Alexsey commented 8 years ago

This is not a problem when we talking about usage like in your example. Problem occurs in case of usage in inline functions that's become const result = data.map(process.partialRight(options)) that is already 59 symbols long even with meaningless names and without starting indent. And it is really a simple case.
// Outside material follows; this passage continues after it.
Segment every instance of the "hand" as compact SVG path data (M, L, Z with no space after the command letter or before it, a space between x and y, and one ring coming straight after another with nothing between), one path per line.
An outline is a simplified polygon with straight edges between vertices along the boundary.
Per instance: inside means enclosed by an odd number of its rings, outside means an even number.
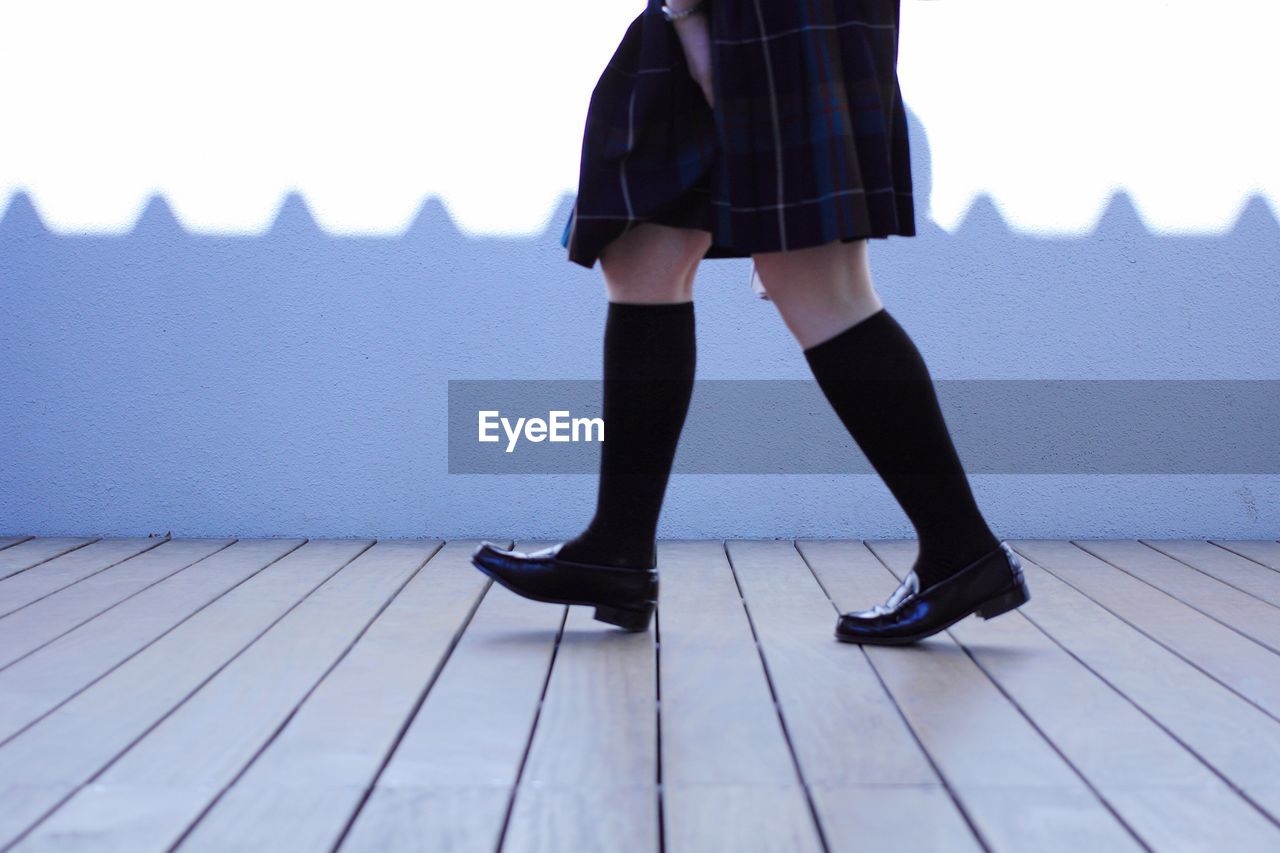
M715 90L711 85L711 24L706 12L695 12L687 18L672 21L680 47L684 49L689 74L702 89L707 103L715 108Z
par and parl (or any other) are feting current JavaScript infrastructure in the same way as arrow functions that makes inline function usage much more pleasant

zackschuster commented 7 years ago

I don't think shaving 3-8 symbols per declaration is the right call when it breaks from the language's lexical standard. Sure, we'd all like JavaScript to be less noisy, but "my one-liners are too long" is not, in my opinion, a good enough excuse for tossing a unicorn into the language's API map -- especially when partial/partialRight already has a linguistic corollary in the Array prototype's reduce/reduceRight methods.

alexandradeas commented 7 years ago

It's a whole extra 8 bytes! For a server dealing with 1000 rpm; that's a whole 4Gb of data per year for each usage! :trollface:

I agree generally with what's been mentioned; consistency matters and the only case I can think of an abbreviation being used in the standard lib is with the Eval object. JS tends to use acronyms.

elycruz commented 7 years ago

I agree with @alex-deas, @zackschuster and @benjdlambert and also want to add that in truly functional programming model most folks would probably put it in a function which will then make all the invocations shorter (when the code is minified also) (also for composing even the partial function itself into other compositions) (no?):

const partial = (fn, ...args) => fn.partial(...args);
elycruz commented 7 years ago

I gave this more thought and have discovered that 1. The naming is not that important IMO (though I +1 partialApply (It's readable shrugs). 2. We would probably need a flip method instead of a pApplyRight method (flip would combine with partialApply to, in essence, facilitate performing a partialApplyRight). Also, something else to think about is the fact that apply takes an array as it's second parameter and how having a partialApply method might be confusing to some users who know how apply works but don't know anything about partial application. Furthermore, the naming of partialApply might need to be put further through the paces since in comparison to apply and call, partialApply actually performs more like a partialCall (due to not taking an array of args (as mentioned before) mindblow? (lol)

elycruz commented 7 years ago

Also, about "+1 for partialApply" as @zackschuster pointed it sticks with the language's overall naming scheme.

elycruz commented 7 years ago

@benjdlambert "(Cue the masses that I missed)" most of the Math object's method (lol) 👍

alecperkins commented 6 years ago

Additional prior art of sorts: lodash’s _.partial and _.partialRight utilities.

elycruz commented 6 years ago

Chiming in after seeing the post again. Going back on my idea of needing a flip implementation to facilitate partialApplyRight instead we should just shoot for it (partialApplyRight). Also for partialApply it doesn't matter that apply takes an array for args and partialApply would take singular arguments (IMO).